Jamais permitas que algum homem te escravize, nasceste livre para amar e não para ser escrava.
Jamais permitas que o teu coração sofra em nome do amor. Amar é um acto de felicidade, por quê sofrer?
Jamais permitas que os teus olhos derramem lágrimas por alguém que jamais te fará sorrir!
Jamais permitas que o uso do teu próprio corpo seja cerceado. O corpo é moradia do espírito, por quê mantê-lo aprisionado?
Jamais te permitas ficar horas esperando por alguém que jamais virá, mesmo tendo prometido.

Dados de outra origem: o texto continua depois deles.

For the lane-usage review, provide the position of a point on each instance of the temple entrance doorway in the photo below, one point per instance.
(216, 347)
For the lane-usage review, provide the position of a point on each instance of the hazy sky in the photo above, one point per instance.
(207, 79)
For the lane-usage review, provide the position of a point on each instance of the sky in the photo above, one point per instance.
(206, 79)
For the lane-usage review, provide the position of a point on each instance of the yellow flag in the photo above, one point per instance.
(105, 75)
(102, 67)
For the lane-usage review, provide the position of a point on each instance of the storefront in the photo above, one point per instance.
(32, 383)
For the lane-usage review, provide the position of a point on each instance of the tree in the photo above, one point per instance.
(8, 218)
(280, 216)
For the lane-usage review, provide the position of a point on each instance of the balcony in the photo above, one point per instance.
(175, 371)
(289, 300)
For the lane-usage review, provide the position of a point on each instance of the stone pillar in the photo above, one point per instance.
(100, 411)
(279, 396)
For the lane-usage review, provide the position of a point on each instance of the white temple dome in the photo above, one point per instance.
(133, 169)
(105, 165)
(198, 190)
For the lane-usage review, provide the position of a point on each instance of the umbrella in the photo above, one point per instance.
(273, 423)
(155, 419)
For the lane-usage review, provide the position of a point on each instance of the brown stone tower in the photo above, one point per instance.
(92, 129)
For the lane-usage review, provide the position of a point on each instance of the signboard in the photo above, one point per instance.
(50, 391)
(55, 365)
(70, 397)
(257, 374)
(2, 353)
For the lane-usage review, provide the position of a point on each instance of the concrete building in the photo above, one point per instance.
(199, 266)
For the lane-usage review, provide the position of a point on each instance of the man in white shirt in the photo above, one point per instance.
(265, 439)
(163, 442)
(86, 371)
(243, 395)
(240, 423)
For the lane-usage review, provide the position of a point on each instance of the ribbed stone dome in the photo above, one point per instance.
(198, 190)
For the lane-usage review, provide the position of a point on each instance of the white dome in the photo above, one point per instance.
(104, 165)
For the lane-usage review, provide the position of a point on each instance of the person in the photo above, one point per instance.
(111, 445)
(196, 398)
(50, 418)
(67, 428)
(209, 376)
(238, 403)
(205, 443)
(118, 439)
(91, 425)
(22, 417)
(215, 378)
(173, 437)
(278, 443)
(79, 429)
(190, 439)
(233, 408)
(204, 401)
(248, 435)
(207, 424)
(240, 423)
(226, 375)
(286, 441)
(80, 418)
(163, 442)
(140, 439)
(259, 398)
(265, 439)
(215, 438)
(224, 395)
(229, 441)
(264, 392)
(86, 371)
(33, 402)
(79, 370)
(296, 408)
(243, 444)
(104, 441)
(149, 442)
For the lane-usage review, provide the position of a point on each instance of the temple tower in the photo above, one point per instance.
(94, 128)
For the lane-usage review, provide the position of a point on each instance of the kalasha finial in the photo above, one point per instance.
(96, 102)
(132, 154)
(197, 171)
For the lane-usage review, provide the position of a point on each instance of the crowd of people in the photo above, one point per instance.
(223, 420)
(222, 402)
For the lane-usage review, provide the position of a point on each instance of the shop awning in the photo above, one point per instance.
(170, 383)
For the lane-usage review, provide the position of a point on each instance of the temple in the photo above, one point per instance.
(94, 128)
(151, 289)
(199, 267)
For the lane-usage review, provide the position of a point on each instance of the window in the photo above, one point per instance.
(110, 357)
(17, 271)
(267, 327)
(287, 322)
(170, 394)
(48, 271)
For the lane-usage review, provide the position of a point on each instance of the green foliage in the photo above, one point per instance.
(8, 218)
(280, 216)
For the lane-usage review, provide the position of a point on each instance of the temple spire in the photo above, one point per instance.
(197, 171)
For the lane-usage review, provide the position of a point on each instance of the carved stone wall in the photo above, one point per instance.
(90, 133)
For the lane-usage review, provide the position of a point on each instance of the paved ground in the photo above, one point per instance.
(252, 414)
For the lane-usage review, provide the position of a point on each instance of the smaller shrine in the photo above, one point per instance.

Jamais permitas que o teu nome seja pronunciado em vão por um homem cujo nome tu nem sequer sabes!
Jamais permitas que o teu tempo, corpo e coração seja desperdiçado por alguém que nunca terá tempo para ti.

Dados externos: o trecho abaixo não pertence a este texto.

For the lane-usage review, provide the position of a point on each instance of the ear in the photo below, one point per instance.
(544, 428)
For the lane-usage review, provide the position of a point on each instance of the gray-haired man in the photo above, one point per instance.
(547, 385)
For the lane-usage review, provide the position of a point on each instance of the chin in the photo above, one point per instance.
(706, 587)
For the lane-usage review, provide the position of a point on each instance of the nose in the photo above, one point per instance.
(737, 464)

Jamais permitas ouvir gritos no teu ouvido.
O Amor é o único que pode falar mais alto!
Jamais permitas que paixões desenfreadas te transportem de um mundo real para outro que nunca existiu.
Jamais permitas que os outros sonhos se misturem aos teus, fazendo-os virar um grande pesadelo.
Jamais acredites que alguém possa voltar quando nunca esteve presente.
Jamais permitas que teu útero gere um filho que nunca terá um pai. (E se tu o gerar saiba que a dádiva da Mãe-Deusa é apenas Tua, crie e eduque teu filho/filha de modo que possa vir a ter força e jamais tema ser mãe solteira; o pecado está apenas na mente dos fracos.)
Jamais permitas viver na dependência de um homem como se tu tivesses nascido inválida.
Jamais permitas que a dor, a tristeza, a solidão, o ódio, o ressentimento, o ciúme, o remorso e tudo aquilo que possa tirar os brilho de teus olhos a dominem, fazendo arrefecer a força que existe dentro de ti.
Jamais permitas que a dor, a tristeza, a solidão, o ódio, o ressentimento, o ciúme, o remorso e tudo aquilo que possa tirar os brilho de teus olhos a dominem, fazendo arrefecer a força que existe dentro de ti.
E, sobretudo, jamais permita-se perder a dignidade de ser mulher!